2H: Implementing reproducible research in statistics courses using Git/Github

Adam J Sullivan (Brown University) & Matthew Beckman (Pennsylvania State University)


Reproducible research is an emerging concept that needs to be modeled early in a student’s coursework. Source control tools (e.g. Git/GitHub) are an important part of a reproducible workflow. There are many resources out there for learning Git/Github, but most are written for people with more technical experience. How can we onboard students efficiently? How can we help students avoid common problems?

This breakout session intends to (1) introduce the audience to source control with Git/GitHub, (2) make a case for source control as a substantive learning objective in teaching/training statisticians and analysts, and (3) share resources and engage participants in implementation details to begin adding Git/GitHub as a meaningful part of a statistics course.
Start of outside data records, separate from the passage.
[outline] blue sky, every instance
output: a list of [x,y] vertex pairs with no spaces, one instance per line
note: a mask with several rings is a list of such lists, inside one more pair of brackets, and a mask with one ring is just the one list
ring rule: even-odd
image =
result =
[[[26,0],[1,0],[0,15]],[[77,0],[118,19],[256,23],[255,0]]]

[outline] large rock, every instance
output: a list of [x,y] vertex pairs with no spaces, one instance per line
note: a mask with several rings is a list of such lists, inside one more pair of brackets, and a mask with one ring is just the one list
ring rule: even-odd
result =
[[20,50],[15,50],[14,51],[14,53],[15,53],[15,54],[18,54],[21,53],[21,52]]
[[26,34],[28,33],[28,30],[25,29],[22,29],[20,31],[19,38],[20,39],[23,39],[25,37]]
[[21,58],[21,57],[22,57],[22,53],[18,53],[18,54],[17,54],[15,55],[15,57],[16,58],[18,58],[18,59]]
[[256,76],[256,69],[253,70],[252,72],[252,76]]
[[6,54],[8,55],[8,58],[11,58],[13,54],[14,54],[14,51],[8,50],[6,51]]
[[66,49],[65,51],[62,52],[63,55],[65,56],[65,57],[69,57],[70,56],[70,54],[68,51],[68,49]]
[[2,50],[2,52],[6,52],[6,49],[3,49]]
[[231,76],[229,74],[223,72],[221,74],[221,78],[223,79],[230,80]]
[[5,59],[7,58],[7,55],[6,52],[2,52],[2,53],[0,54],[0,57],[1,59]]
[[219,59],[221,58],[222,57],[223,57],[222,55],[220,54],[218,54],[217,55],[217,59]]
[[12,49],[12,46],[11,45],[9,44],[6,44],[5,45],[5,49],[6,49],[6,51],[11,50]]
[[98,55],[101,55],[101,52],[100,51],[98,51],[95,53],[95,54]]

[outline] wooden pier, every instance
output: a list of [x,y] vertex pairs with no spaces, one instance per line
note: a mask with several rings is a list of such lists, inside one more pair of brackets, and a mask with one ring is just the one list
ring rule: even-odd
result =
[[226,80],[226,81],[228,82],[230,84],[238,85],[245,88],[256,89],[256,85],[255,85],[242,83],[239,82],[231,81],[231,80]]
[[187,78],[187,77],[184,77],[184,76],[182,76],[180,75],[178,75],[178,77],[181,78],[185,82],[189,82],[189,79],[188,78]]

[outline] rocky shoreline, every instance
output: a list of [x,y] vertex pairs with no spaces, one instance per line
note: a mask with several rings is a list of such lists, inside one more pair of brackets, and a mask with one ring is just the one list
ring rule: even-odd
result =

We will share two models for implementation suitable for an array of technical and non-technical students with no prior experience needed.  We will discuss engagement opportunities wherein students reproduce the work of another researcher and then extend the work that was done using a reproducible workflow.  We will also discuss viable solutions to an important tension between providing students real experience with tools designed to facilitate collaboration and code sharing while preserving an environment protects academic integrity.

The session includes hands-on experiences with methods to first introduce GitHub to students, to streamline Git & RStudio linkage, and to distribute assignments with starter code to students using GitHub Classroom.